As part of that work, Czubaruk is collecting patient and provider stories explaining how AFPs affect patients’ timely access to their prescribed specialty medications. She’s using the stories to educate other patients, providers, employers, and policymakers about how AFPs manipulate self-funded plans and drain PAPs to the detriment of all individuals—whether insured, underinsured, or uninsured—who rely on specialty medications to manage or treat their serious medical conditions.   

Czubaruk shared several stories she’s collected of patients who discovered their specialty drugs weren’t covered and had to use AFPs. Each experienced significant treatment delays.  

In one case, a patient with a well-known insurance provider had a pharmacy program embedded in the coverage that excluded specialty medications. The patient ultimately did get approval from a PAP, but treatment was delayed for a full month. In other cases, patients didn’t qualify for assistance because of income levels, but the programs either indicated they would cover them or provided confusing or misleading statements about coverage. In two cases, the patients proceeded with treatments only to be left paying completely out of pocket. Another patient is still waiting for treatment at the time of this writing. 

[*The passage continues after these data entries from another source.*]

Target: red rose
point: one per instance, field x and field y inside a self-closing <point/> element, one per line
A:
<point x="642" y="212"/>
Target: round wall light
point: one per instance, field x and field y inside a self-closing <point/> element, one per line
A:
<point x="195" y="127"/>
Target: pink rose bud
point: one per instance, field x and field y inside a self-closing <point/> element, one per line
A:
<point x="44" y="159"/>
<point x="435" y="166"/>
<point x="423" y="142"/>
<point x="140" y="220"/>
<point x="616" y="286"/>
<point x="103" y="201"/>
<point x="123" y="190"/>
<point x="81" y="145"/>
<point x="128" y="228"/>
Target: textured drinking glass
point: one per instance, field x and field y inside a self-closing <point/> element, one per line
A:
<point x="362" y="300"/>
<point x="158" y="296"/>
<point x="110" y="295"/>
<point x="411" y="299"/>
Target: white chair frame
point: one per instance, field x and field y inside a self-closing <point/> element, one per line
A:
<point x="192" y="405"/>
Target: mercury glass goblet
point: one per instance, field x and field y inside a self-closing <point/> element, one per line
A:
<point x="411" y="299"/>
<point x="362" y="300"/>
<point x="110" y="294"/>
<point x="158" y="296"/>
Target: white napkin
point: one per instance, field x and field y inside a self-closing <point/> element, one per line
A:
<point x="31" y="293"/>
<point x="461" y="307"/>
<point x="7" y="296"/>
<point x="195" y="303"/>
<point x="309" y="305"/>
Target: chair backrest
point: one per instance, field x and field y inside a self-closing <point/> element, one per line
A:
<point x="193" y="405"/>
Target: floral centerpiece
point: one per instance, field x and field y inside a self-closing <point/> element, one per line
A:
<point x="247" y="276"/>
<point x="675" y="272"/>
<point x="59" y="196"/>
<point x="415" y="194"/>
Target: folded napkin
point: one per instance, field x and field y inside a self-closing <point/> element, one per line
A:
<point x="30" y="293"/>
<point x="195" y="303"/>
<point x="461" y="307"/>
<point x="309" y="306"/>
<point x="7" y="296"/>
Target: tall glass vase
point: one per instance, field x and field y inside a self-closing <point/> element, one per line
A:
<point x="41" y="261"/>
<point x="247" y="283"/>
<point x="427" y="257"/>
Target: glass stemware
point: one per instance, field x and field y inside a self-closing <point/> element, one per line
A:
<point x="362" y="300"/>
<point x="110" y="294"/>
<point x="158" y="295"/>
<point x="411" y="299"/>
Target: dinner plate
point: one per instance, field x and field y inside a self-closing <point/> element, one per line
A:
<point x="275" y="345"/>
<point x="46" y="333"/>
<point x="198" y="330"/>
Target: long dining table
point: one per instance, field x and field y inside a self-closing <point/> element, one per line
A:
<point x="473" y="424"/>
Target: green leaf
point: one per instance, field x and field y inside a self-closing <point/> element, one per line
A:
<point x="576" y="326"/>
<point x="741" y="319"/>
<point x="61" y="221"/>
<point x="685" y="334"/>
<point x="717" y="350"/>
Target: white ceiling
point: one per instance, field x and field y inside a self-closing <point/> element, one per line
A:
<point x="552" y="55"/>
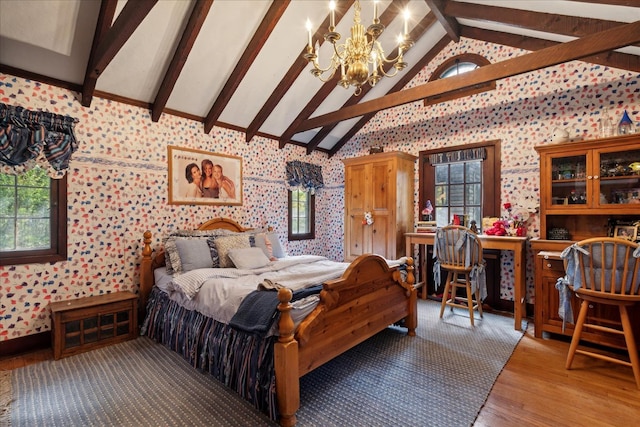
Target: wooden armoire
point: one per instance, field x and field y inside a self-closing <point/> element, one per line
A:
<point x="381" y="184"/>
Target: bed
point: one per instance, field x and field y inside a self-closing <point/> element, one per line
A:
<point x="265" y="369"/>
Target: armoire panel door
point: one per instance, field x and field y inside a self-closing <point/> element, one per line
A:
<point x="356" y="238"/>
<point x="382" y="242"/>
<point x="382" y="193"/>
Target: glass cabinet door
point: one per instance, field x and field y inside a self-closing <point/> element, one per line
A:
<point x="619" y="178"/>
<point x="569" y="181"/>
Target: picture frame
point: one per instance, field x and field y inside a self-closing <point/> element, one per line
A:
<point x="627" y="232"/>
<point x="187" y="175"/>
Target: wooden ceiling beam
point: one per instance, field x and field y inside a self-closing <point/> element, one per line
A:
<point x="593" y="44"/>
<point x="630" y="3"/>
<point x="449" y="23"/>
<point x="105" y="18"/>
<point x="127" y="22"/>
<point x="417" y="32"/>
<point x="189" y="35"/>
<point x="269" y="22"/>
<point x="623" y="61"/>
<point x="385" y="19"/>
<point x="292" y="74"/>
<point x="573" y="26"/>
<point x="423" y="62"/>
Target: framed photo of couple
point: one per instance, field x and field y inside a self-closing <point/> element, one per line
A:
<point x="199" y="177"/>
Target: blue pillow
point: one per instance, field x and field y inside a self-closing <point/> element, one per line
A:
<point x="194" y="253"/>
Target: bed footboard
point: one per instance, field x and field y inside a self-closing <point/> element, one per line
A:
<point x="368" y="297"/>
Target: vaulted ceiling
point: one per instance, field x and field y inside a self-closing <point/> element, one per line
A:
<point x="238" y="64"/>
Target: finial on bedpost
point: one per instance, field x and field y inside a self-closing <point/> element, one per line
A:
<point x="146" y="251"/>
<point x="146" y="274"/>
<point x="411" y="278"/>
<point x="411" y="321"/>
<point x="286" y="363"/>
<point x="285" y="325"/>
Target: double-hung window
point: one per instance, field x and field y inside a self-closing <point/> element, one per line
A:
<point x="33" y="218"/>
<point x="462" y="180"/>
<point x="301" y="215"/>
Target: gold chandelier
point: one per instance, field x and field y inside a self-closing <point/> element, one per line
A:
<point x="361" y="58"/>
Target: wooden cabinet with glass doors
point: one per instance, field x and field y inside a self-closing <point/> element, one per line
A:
<point x="585" y="188"/>
<point x="585" y="184"/>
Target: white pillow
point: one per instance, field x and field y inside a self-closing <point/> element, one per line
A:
<point x="225" y="244"/>
<point x="276" y="247"/>
<point x="248" y="258"/>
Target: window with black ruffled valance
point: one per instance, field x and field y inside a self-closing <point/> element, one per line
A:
<point x="304" y="176"/>
<point x="29" y="138"/>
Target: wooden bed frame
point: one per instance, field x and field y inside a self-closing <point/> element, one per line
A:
<point x="364" y="301"/>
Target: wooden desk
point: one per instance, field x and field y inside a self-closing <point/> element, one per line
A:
<point x="507" y="243"/>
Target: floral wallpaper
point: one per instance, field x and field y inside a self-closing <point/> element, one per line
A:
<point x="117" y="186"/>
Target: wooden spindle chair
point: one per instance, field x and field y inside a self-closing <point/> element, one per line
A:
<point x="459" y="262"/>
<point x="606" y="272"/>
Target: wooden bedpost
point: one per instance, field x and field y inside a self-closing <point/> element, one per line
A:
<point x="146" y="274"/>
<point x="412" y="318"/>
<point x="286" y="363"/>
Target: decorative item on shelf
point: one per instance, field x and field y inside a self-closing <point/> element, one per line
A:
<point x="368" y="218"/>
<point x="427" y="211"/>
<point x="426" y="227"/>
<point x="625" y="127"/>
<point x="605" y="125"/>
<point x="361" y="58"/>
<point x="560" y="135"/>
<point x="558" y="233"/>
<point x="516" y="223"/>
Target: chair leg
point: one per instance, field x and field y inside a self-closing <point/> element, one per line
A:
<point x="577" y="332"/>
<point x="478" y="301"/>
<point x="454" y="290"/>
<point x="631" y="344"/>
<point x="469" y="300"/>
<point x="445" y="294"/>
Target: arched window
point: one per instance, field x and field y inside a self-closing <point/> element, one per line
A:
<point x="456" y="66"/>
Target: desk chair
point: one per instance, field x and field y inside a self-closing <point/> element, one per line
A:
<point x="458" y="250"/>
<point x="604" y="270"/>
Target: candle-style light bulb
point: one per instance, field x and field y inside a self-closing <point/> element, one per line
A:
<point x="332" y="7"/>
<point x="407" y="15"/>
<point x="308" y="25"/>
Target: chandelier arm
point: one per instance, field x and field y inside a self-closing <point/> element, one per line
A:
<point x="320" y="73"/>
<point x="384" y="73"/>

“AFPs entangle providers in the process, which may influence treatment decisions and outcomes,” Czubaruk said. She explained that the healthcare provider needs to be an advocate for the patient.  

As primary patient advocates, here’s what Czubaruk said that nurses can do: 

  • Ensure you are providing clinical information and patient implications to those who are seeing approvals. 
  • Maintain an up-to-date list of resources and programs to share with insured, uninsured, and underinsured patients, and, to the extent possible as desired by the patient, assist them in completing forms and providing timely medical documentation if needed.  
  • Collect deidentified patient and provider stories; share them with patient advocacy groups, state and federal legislators, and governors; and encourage the providers you work with to do the same. There is no better agent of change than real-life stories and experiences, Czubaruk said. You can also share your stories with her for the task force project. 

“Employers’ efforts to source free products from programs meant to help those without coverage turns our employer-based healthcare system on its head, jeopardizing meaningful access for millions of people with employer-sponsored plans as well as for those without coverage who depend on PAPs,” Czubaruk said. “These programs and their aftermath will result in worse health outcomes for all and exacerbate existing health disparities and inequities.” 

Your Voice Has the Power to Effect Change   

Ultimately, this is a critical advocacy issue for oncology nurses. As Niles said, “There’s no shortage of issues to advocate for, but this one is particularly bad. It’s inequitable.”  

Sumrall agreed. “Clearly, all of this impacts equitable access to care,” she said. “We need to get the attention of policymakers that these programs are impacting patient care, diverting resources, cost the healthcare system more money overall, and need to be reined in.” 

Niles and Czubaruk also urged nurses to get involved in education and advocacy. Start by making sure your own employer-provided insurance and that of your friends and family provide coverage for specialty medications. In addition, nurses can raise their voices to urge agencies and policymakers to prohibit discriminatory schemes that jeopardize patients’ access to lifesaving and life-preserving medications.